This could easily be a nondescript Rank potboiler, rather than the work of a major director. But the script by Pierre Boileau and Thomas Narcejac (whose novels were adapted as Les Diaboliques and Hitchcock’s Vertigo, and themselves adapted Eyes Without a Face) has light-footed fun, mixing the hunt for the missing Count’s corpse that is needed for his heirs to inherit, and the internecine killing this causes, with a money-spinning son et lumieré show. This clunky 1960s high-tech soon fries one de Kerloguen, and sends others round the Gothic chateau’s bend. Jean-Louis Trintignant, fresh from playing Hamlet aged 29, can’t help but add gloomy intensity. Dany Saval as his young Parisienne girlfriend, whose pouting boredom at country life is perked up by the murders, and Marianne Koch as a horse-riding brunette with a taste for dominating stable-hands, balance the Trintignant angst.
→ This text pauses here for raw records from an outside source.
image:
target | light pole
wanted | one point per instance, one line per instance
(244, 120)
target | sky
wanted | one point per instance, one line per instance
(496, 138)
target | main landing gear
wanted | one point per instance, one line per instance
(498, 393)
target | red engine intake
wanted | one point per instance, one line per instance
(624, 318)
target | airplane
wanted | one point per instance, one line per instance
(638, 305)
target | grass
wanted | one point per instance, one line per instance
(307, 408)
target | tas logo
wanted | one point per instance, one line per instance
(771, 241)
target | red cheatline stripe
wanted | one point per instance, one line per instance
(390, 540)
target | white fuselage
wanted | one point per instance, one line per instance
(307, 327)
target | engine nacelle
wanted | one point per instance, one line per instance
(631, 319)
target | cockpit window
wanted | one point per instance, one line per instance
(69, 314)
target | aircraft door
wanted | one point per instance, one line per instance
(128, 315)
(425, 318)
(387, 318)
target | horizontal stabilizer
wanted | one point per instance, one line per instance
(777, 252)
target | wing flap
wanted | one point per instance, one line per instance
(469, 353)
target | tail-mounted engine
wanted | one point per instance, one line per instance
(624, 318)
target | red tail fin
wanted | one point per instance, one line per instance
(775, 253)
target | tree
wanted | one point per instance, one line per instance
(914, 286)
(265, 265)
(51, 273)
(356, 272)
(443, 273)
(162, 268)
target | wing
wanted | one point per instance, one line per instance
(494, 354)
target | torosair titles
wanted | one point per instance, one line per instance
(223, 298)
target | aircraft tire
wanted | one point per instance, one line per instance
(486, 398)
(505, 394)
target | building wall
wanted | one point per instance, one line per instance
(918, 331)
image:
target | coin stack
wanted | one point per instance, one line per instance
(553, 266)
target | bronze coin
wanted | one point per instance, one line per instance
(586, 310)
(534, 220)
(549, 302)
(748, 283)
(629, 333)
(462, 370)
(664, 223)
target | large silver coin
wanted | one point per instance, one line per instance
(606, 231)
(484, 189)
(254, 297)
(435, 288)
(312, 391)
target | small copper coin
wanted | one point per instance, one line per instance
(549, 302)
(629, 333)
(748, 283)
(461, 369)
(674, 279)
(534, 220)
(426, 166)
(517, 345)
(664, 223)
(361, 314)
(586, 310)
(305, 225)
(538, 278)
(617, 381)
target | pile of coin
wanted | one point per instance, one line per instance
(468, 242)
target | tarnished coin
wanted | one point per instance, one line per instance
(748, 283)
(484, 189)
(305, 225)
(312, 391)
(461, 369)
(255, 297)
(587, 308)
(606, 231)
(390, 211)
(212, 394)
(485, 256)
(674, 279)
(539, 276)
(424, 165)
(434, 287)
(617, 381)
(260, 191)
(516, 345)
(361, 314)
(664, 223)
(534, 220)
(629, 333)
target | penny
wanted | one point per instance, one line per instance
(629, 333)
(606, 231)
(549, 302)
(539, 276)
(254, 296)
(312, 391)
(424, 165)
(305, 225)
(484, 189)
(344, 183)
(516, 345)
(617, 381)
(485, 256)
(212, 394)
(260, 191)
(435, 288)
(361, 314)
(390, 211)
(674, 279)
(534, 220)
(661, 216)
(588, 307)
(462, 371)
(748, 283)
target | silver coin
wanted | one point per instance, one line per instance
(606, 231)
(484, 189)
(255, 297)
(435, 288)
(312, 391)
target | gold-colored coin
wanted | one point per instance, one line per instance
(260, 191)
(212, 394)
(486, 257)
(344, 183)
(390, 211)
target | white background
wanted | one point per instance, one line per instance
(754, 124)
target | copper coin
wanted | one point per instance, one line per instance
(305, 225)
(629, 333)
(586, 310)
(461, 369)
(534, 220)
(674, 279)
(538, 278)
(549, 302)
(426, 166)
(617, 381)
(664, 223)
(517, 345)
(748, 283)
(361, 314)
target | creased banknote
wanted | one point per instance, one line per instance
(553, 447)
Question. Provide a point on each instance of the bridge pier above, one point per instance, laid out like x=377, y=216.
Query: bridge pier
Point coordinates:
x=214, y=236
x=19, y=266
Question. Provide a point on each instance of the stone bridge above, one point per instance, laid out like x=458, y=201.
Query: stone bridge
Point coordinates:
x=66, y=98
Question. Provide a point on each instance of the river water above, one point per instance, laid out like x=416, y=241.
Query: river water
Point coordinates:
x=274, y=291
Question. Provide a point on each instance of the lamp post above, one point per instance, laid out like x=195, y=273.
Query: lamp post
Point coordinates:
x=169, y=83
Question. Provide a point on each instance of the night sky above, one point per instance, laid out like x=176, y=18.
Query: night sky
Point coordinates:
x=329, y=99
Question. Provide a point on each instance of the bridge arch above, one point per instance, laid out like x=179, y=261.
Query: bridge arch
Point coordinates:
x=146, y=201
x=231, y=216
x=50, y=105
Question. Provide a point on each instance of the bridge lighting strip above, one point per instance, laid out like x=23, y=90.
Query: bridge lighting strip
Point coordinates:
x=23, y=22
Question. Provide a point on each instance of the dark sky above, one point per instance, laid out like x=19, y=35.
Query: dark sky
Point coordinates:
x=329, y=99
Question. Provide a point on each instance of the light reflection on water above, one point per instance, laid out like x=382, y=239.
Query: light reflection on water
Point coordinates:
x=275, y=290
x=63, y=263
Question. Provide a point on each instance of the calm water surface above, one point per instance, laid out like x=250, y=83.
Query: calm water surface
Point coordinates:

The major extra is a French TV set visit, which is as evocative as the film. Our reporter saunters around the chateau, bluffing and flirting through interviews with the indulgent starlets, and icily tolerated by Franju. Theatre veteran Pierre Brasseur – Eyes Without a Face’s crazed doctor, silently cameoing here – happily dusts off a favourite yarn. Everyone seems happy to be there, ripe with promise that wasn’t always fulfilled.

“How many years do you think an actor’s career can last?” Trintignant is asked, most poignantly. “A lifetime, I think,” he answers without hesitation. He proved himself right aged 81 in Michael Haneke’s Amour, no longer suffering a partner’s impish cheek, but her dementia. Such thoughts are far away from this arsenic-laced amusement.